Fall is a great time for photography, but it’s difficult to make images that haven’t been made a million times before. Leaves turning red and gold are great, but let’s be honest: that’s a cliché that’s been shot a million times before. Here are 8 photography tips to more creative images this fall.
These photography tips fall into two categories: artistic and technical. As photographers, we operate gizmos with lots of buttons so it’s really easy to focus on things like exposure, white balance, and depth of field. But photographs should tell stories and stories mean creativity, meaning, and art. We’ll handle the artistic ideas first, and then the technical tricks.
1. Know Your Region
The classic fall images of maples turning red in next to a lake were probably shot on the Eastern seaboard or upper Midwest. In my home, the evergreen-filled Pacific Northwest the leaves aren’t that spectacular, but something else is: massive Chinook salmon spawning and dying in the streams where they were born. Sometimes it’s great gangs of geese. In Alaska it’s “termination dust”—the snow that shows up on the hills with no warning, jumping straight from late summer to winter. Every region has its fall highlights. What are yours?
2. Tell Transition Stories
Fall is about transition: accepting that the days are getting shorter fast, the last gasp of summer camping, the kids going back to school, or the mountains suddenly being empty and quiet. It could be about the mad dash to finish summer projects, or looking forward to ski season just around the corner, or brown hills turning back to green when the rain finally provides some drought relief. Maybe it’s the sad realization that the season is over. Figure out what the story is before you plan photographs.
3. People
Put people in your stories and your images. Most of the transitions I mentioned in the past paragraph aren’t just about pretty scenery: they’re about how we interact with the natural world. Show people. Show them cold with the sudden crisp air or the onset of the rainy season, as well as enjoying fall. It’s all part of the outdoor story.
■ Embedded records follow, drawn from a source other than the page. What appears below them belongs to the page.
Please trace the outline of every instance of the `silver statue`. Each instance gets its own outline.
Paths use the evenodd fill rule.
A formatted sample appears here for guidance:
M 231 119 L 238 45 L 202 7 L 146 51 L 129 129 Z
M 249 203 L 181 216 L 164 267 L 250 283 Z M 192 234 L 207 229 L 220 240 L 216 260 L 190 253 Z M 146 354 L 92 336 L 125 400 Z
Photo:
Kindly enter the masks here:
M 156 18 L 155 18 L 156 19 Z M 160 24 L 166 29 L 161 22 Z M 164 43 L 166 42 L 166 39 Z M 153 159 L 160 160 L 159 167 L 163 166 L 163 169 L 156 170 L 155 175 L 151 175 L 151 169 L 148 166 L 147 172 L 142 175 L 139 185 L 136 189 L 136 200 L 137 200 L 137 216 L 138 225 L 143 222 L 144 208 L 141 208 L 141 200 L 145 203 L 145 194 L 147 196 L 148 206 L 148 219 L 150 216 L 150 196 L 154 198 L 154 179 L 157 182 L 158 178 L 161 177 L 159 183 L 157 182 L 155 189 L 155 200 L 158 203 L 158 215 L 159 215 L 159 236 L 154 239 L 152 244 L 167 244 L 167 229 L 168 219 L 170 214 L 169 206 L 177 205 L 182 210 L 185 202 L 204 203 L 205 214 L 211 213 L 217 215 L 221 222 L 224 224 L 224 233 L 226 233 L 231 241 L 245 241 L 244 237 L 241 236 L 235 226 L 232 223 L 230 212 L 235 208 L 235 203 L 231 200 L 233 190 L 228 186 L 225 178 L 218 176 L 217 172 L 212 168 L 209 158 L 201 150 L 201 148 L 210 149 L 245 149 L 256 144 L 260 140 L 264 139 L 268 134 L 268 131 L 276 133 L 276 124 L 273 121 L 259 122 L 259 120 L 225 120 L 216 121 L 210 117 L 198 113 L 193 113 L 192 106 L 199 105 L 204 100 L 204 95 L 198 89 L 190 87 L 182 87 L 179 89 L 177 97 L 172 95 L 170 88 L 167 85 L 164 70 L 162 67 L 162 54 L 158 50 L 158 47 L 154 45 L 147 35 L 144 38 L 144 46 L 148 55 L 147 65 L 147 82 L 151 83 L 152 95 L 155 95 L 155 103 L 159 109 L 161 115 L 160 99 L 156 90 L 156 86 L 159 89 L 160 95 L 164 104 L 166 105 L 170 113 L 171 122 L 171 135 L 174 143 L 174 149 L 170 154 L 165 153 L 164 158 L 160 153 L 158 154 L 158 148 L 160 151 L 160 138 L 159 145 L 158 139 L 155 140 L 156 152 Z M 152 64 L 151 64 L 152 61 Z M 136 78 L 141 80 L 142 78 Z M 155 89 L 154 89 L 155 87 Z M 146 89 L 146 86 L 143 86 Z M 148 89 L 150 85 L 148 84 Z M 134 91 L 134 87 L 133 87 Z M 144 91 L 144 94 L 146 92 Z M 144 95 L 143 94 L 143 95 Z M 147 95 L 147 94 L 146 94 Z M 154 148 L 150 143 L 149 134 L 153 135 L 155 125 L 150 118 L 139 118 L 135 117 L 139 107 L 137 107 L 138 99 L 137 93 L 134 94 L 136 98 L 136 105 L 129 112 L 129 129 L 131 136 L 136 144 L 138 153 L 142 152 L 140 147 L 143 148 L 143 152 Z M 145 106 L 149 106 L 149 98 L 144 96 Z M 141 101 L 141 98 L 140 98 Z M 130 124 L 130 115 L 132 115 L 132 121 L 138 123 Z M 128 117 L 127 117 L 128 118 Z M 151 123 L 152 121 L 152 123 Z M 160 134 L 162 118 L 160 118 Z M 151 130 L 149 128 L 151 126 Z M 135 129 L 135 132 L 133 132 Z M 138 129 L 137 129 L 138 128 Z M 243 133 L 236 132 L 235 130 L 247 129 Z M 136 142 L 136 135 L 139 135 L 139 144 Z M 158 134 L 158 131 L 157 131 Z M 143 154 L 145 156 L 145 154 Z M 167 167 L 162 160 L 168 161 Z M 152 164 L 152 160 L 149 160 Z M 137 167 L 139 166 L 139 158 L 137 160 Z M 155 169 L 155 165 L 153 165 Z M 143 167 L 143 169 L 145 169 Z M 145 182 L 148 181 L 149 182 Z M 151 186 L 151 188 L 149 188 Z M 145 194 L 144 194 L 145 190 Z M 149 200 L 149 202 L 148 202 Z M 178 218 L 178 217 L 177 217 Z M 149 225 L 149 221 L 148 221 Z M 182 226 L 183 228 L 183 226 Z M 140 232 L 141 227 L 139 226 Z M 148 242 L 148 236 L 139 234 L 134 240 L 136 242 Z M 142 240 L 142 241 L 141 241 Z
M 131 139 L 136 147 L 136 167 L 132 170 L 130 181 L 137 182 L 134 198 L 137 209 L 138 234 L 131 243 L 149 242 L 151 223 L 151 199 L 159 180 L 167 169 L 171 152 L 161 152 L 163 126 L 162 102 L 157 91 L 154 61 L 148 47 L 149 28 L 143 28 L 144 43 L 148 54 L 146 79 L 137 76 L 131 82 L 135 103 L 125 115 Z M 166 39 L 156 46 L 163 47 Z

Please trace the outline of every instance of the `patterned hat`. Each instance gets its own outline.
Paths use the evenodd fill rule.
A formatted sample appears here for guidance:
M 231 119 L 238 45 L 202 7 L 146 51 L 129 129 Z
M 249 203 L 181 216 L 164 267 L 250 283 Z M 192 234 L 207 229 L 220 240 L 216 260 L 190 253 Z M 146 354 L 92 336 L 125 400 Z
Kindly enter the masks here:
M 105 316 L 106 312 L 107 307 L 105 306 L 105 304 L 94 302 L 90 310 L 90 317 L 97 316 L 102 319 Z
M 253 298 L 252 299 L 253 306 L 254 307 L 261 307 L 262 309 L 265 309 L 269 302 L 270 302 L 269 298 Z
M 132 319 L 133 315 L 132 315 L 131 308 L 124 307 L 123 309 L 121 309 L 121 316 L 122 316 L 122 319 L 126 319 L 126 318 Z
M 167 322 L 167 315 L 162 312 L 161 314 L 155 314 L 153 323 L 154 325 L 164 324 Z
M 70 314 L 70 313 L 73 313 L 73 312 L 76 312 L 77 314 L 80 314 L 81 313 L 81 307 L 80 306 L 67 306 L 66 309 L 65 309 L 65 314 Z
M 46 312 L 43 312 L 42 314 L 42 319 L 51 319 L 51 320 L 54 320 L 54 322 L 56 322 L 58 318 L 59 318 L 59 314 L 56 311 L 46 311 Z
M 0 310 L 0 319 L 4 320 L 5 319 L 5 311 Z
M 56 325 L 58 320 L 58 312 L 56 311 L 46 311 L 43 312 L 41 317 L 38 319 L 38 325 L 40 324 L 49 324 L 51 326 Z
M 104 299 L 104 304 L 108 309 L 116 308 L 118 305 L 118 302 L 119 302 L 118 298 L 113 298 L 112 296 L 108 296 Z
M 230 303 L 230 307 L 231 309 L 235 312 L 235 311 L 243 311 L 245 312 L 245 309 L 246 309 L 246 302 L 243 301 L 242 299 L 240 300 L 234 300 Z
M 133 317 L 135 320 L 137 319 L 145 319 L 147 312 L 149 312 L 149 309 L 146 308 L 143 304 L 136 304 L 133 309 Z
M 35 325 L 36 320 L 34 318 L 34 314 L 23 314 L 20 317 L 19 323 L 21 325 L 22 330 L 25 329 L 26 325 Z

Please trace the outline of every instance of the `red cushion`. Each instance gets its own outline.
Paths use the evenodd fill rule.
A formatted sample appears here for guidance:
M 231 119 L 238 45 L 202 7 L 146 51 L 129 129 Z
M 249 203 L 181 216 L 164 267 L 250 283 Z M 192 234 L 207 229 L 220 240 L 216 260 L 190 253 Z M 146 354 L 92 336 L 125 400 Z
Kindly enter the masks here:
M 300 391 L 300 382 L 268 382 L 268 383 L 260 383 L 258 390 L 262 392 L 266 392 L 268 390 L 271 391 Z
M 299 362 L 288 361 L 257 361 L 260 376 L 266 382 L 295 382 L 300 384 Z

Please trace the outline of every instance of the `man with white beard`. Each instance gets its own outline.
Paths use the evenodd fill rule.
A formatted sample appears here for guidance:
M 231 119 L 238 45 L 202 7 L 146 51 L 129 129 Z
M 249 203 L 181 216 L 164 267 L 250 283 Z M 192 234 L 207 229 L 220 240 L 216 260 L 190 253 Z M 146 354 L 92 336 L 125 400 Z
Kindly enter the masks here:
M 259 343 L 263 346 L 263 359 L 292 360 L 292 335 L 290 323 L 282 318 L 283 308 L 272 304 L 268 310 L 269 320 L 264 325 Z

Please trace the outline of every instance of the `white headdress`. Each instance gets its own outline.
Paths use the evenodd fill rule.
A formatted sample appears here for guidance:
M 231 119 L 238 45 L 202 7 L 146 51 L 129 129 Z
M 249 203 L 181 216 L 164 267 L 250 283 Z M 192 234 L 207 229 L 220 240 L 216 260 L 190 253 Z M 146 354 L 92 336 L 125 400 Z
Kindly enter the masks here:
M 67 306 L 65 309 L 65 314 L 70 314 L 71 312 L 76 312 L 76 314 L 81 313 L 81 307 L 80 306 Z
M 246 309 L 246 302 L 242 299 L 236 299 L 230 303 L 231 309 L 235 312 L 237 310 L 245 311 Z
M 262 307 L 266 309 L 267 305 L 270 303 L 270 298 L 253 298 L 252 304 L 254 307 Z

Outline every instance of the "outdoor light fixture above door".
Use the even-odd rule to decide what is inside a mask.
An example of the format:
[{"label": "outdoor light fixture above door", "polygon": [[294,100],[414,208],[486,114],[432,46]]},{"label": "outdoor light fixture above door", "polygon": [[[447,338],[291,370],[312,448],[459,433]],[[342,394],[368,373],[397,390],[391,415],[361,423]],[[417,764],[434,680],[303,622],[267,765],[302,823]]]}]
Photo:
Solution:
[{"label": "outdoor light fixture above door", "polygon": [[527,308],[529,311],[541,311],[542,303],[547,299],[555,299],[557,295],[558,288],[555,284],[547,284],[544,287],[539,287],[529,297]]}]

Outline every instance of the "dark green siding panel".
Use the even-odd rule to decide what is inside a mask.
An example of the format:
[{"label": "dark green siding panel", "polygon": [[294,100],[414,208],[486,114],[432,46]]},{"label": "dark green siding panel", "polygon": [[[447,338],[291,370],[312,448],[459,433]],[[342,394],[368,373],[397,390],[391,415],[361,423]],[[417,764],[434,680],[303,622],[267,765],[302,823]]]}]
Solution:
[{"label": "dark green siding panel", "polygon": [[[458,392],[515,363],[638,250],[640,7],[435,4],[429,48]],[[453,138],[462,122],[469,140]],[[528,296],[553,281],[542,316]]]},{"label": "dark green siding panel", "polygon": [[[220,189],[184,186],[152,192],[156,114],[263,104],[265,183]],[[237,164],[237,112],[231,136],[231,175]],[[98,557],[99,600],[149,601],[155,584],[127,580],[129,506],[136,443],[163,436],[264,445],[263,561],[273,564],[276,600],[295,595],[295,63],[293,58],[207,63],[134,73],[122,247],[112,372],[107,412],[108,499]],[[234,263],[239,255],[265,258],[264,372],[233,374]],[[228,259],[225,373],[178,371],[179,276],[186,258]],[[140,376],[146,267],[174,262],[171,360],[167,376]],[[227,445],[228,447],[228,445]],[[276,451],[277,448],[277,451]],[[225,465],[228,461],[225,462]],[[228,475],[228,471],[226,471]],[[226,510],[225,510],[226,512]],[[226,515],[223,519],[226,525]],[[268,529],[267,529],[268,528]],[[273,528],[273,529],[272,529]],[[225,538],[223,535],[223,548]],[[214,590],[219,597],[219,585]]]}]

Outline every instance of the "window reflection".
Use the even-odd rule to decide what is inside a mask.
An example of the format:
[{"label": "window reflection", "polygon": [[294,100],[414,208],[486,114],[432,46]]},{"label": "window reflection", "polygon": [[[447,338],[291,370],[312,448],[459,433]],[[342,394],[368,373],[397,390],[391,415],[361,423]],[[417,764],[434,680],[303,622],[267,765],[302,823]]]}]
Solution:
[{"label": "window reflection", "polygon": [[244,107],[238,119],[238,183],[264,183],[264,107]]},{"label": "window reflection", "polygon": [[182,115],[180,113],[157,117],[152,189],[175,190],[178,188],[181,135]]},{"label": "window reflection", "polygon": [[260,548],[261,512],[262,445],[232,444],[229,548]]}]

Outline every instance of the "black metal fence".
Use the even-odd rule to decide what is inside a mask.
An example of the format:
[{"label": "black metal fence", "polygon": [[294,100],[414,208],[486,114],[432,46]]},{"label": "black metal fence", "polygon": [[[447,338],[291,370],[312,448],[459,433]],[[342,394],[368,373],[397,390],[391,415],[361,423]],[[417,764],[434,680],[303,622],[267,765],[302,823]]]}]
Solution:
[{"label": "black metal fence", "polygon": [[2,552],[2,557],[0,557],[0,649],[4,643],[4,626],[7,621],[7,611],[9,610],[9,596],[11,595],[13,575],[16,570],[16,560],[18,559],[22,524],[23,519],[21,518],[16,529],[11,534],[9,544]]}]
Now we go from the artistic topics to the technical ones.
4. Polarize
Fall images call for polarizing filters. What’s a polarizing filter? It’s a circular gray filter composed of two rings. Like polarized sunglasses, they increase contrast. They also cut glare, darken the sky, and increase saturation slightly. The inner ring screws into the lens; the outer one adjusts the effect, which is strongest at 90 degrees to the sun. It’s great for darkening skies, making fall colors pop, and cutting the glare reflected off water. They’re designed to screw into DLSR lenses, but can also be held carefully in front of the lenses of point and shoots and phone cameras.
5. Use Colors Wisely
Fall color is spectacular—but to be truly spectacular, it has to be paired with something else. Think red leaves against the green needles of evergreens, or the yellow-blue contrast between leaves and water or sky. If you remember your art classes from middle school, these are complementary colors that make each other look more saturated when they’re next to each other.
6. Move the Camera
When you’re wandering around on your two feet, it’s easy to always put the camera at eye level. This can be ok if you’re shooting grand vistas, but it doesn’t generally work in fall when you’re likely either shooting up or down. Get close to the edge of leaves, the color of water at the earlier sunset, and kneel down or climb high to get a perspective other than the usual.
7. Get Stable
In the days of film, serious photographers always used tripods because the only way to get a decent image was to use slow-speed film. In the digital world, we have more flexibility. But tripods—even small tabletop ones —help make sure your images are sharp. They let you shoot at low ISO, which means less pixelation. They also help you control focus when shooting close-up. Less camera movement ensures that things close to the camera are sharp. And more importantly, they make you slow down—which make you think more about your images.
8. Control Depth of Field
Depth of field controls what—and how—much of your image is in sharp focus. Learn how to adjust the f‑stop on your camera. Many point and shoots allow this or have picture modes that have different pre-set depths of field. F‑stop controls depth of field: the smaller the opening, the more of the field of view is in focus—but the harder it is to hold the camera still since the shutter has to be open to let more light in. Shallow depths of field are great when you want a soft background free of distracting elements. Deep depth of field is great when you want everything to be sharp, both near and far elements. Since fall photography involves lots of leaf edges, you want depth of field under your control, not the camera’s automatic settings.
Use these fall photography tips and say goodbye to the end of summer, but hello to one of the richest photographic seasons we’ve got.